It was a happily eclectic year for filmmakers and goers. I only got to a fraction of them, but what I did choose turned out to be memorable and told me a lot about myself. I was ready for things different, controversial, funny and fun.
For me, 2017 started with Hidden Figures. I loved it, especially Teraji P. Henson’s vitality and the refreshing truth about the women who helped make NASA reach its goals.
Wind River was satisfying on many levels, its frank exposure of yet another abuse this country has dumped on Native Americans, the vivid cinematography that captured the bleakness of the theme with the brutal reality of a frozen winter, the viscerally controlled performances, solid writing, and seeing roles about Native Americans played by the same.
I’d heard that The Mountain Between Us was about an interracial romance thingie, but I didn’t get that at all. Watching it was more like viewing the unraveling or unfolding of the flower of inner selves, facing delusions, the acceptance and release of heartaches present and past, the power of trust in oneself and in friendship.
OK, so I’m not the biggest fan of CGI filmmaking, but the genre gets my praise if it’s well done. Wonder Woman was a delight until the overdone CGI confrontation extravaganza at its end. But I, like many women, admire guys who are secure enough to let Diana lead. They are my kind of manly men. Plus her wild theme music on electric cello ,introduced in Batman v Superman, gives me chills.
I enjoyed Thor: Ragnarok so much I went to see it twice, mainly because of the humor.
Then there was the fantastic Baby Driver, its mind-blowing editing that choreographed music with spectacular feats of car driving. Add to that excellent ensemble work, each actor’s performance a bit of perfection.
Not a great movie, but an important one, was Only the Brave about the Granite Mountain Hotshots. The recent devastation in California magnified what these men and women endure to save others and necessary forestlands.
Into the chaos of smash’em up of holiday action movie fare came an eerily charming love story. I constantly long for the romance of the golden days of filmmaking. The Shape of Water supplied it without the layers of schmaltz or the grimness of noir. I especially admired the color conscious production design—the hideous sterility of the government facility in contrast to the warmth of the artist’s cluttered apartment and Sally’s neat, bleak environment, a reverse mirror to the lush richness of her inner life. And what’s not to like about a girl who loves shoes? Lovely way to end the year. But never let us overlook Octavia Spencer’s beautiful black eyes that can snap out reams, her ability to project silent screams of internal struggle. Instead of running Dorothy Parker’s gamut of emotions from A to B, Spencer can cram pages of narrative into a glance.
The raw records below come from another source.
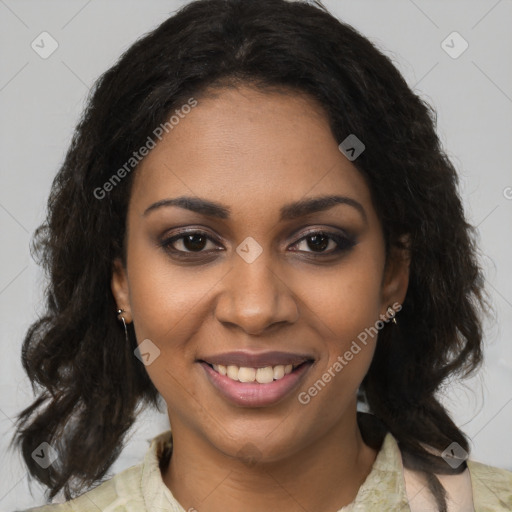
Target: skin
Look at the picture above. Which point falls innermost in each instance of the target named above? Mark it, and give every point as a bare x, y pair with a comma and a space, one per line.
255, 152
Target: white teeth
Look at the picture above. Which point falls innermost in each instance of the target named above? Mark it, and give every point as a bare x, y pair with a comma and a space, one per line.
260, 375
265, 375
232, 372
246, 374
278, 371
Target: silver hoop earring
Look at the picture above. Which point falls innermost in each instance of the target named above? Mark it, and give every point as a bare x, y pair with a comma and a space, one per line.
391, 313
119, 312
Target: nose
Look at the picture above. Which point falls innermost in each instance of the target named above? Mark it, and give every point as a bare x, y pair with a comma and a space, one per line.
255, 298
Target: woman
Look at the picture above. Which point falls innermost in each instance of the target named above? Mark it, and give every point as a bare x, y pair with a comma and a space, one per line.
256, 222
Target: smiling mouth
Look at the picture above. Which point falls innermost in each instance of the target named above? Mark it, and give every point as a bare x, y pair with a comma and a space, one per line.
264, 375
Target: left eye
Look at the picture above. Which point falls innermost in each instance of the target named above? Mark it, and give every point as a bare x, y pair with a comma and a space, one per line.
319, 241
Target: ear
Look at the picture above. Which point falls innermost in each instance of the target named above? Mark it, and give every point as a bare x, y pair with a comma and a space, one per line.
120, 289
396, 275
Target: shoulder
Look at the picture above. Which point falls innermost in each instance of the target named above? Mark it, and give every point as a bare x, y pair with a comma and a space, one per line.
121, 489
492, 487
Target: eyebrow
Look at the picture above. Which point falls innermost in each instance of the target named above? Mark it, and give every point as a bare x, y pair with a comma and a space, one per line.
288, 212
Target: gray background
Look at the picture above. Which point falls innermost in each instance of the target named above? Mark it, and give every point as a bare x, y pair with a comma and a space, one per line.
41, 100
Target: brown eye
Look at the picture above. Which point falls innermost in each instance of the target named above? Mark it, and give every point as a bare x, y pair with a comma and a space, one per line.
324, 243
190, 242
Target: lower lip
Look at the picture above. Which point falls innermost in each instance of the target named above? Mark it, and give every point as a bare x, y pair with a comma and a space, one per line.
253, 394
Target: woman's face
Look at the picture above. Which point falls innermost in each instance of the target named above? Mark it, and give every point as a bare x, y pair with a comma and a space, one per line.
256, 274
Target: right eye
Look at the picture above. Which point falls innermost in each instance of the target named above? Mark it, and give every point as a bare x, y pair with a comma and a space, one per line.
188, 242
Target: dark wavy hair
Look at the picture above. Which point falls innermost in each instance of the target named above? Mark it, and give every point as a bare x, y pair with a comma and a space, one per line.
89, 386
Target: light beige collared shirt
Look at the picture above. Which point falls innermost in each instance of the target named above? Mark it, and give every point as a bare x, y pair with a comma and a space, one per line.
388, 487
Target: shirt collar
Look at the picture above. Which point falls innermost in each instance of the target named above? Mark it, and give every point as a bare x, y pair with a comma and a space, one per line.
384, 485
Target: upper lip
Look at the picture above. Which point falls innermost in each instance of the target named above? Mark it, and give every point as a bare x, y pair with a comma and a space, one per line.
256, 360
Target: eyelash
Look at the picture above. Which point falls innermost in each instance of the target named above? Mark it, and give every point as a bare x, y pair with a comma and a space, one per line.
344, 243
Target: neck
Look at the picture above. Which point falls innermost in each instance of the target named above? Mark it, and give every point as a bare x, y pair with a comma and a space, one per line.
324, 475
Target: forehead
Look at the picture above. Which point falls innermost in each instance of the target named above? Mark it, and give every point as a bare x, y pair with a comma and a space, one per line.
248, 147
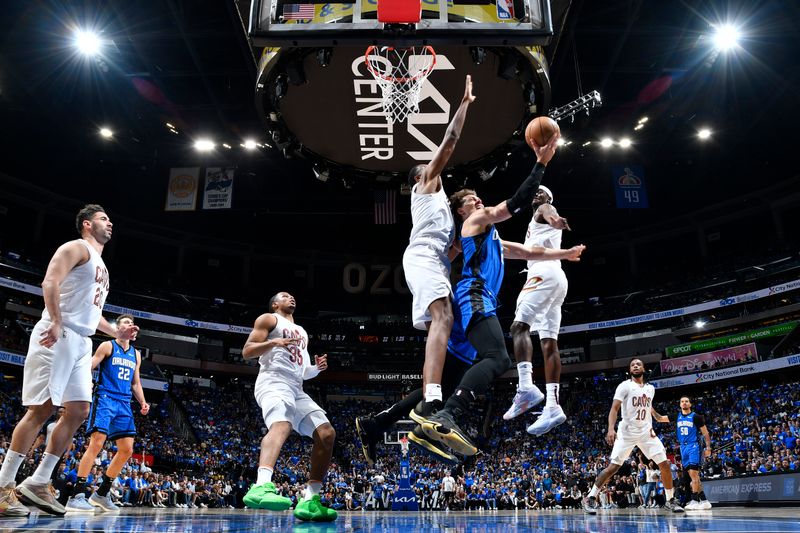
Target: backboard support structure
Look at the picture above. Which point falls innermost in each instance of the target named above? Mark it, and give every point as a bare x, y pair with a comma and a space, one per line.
473, 22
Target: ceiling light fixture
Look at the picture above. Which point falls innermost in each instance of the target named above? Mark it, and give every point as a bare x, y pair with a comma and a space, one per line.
204, 145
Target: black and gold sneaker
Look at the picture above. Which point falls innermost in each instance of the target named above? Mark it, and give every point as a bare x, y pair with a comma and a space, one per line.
443, 428
431, 448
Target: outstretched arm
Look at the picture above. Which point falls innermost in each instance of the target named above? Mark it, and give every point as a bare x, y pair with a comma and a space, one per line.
524, 195
612, 421
430, 176
549, 214
515, 250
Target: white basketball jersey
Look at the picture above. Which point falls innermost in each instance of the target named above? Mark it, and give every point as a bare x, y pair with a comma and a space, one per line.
83, 294
543, 235
291, 361
432, 221
637, 401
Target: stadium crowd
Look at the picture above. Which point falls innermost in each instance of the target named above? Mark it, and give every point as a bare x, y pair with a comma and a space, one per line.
754, 428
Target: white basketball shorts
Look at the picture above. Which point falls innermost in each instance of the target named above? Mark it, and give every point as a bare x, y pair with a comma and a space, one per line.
539, 303
62, 373
428, 279
650, 445
282, 401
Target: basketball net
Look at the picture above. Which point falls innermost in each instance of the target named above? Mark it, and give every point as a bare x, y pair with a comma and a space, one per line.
400, 73
404, 446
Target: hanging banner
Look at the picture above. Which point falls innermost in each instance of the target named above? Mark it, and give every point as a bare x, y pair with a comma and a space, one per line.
219, 188
704, 361
182, 189
727, 373
683, 311
629, 187
731, 340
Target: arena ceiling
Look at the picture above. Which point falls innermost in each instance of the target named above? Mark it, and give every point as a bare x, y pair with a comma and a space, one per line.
188, 63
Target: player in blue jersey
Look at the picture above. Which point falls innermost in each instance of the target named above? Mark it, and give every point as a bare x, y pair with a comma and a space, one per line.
689, 427
111, 417
475, 296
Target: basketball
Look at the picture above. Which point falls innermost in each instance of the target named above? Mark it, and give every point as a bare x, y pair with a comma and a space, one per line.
540, 130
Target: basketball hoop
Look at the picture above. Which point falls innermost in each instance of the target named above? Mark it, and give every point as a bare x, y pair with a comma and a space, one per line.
404, 446
400, 73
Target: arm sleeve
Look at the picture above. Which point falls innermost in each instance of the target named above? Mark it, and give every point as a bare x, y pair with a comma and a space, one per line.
621, 393
699, 421
310, 370
524, 195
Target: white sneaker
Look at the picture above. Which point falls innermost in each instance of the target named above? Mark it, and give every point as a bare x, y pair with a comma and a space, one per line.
78, 504
550, 418
523, 400
103, 502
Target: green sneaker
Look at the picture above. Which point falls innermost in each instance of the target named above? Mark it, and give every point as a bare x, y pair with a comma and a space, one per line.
265, 496
314, 510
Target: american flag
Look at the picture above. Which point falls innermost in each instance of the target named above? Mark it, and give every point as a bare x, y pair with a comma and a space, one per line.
385, 207
298, 11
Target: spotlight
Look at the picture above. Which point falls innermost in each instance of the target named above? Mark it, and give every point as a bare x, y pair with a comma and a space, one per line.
87, 42
726, 37
324, 56
204, 145
321, 173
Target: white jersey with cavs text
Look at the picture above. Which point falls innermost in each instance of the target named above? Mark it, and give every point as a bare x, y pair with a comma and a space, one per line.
292, 362
83, 294
637, 401
542, 235
432, 221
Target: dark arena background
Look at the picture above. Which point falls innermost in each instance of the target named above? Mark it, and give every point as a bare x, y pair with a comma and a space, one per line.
241, 149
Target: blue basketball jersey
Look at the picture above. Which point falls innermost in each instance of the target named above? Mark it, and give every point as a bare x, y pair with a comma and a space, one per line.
481, 276
115, 372
688, 432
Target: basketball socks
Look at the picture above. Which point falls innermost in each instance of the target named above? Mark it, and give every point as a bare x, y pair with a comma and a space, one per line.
8, 472
80, 486
433, 392
45, 468
552, 395
525, 371
105, 486
264, 475
312, 489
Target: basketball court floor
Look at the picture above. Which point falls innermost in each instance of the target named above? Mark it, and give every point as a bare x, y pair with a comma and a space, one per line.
750, 520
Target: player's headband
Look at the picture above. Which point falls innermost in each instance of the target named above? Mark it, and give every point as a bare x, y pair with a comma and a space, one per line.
548, 191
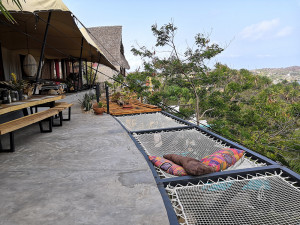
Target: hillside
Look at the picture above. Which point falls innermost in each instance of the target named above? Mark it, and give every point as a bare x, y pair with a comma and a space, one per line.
291, 73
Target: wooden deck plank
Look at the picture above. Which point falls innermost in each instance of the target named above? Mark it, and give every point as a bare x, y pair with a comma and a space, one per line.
137, 108
6, 108
26, 120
Three Billboards Outside Ebbing Missouri had me gasping and laughing at the same time. I can’t recall anything in which Frances McDormand was not brilliant. Martin McDonagh’s shocking and brutally acerbic writing needed McDormand’s intelligence to be carried off in the way it is meant to be portrayed. Woody Harrelson and Peter Dinklage were wonderful, but McDormand and Rockwell are the standouts, because they inhabited their characters.
It’s very rare in films to see an actor totally become the personality they portray. What we usually get is the superficial star “doing” the character. This total immersion, “method” technique is more often seen on stage. Perhaps it has something to do with the inclusiveness of performing behind the imaginary fourth wall. In movies, the camera is literally right in your face. But between the embittered Mildred (McDormand) and the vulgar Dixon (Rockwell), Sam Rockwell had the more difficult task. He must somehow make a disgusting, and all too familiar personality, an enthusiastic and violent racist, accessible to himself and the viewers. Rockwell embraced the swine Dixon so completely that there is no sign of Sam Rockwell. Even more admirable, he made us understand and forgive Dixon, bringing the story arc to its fulfillment and conclusion. How delicious that he won the Golden Globe. He deserves to win across the board.
And yet…my sister mentioned that there were complaints that a thoroughly unlikeable character like Dixon shouldn’t get an award. I’ve heard stupid opinions but that has to go into my book of the stupidity typified. It’s so vastly idiotic that it warrants no discussion.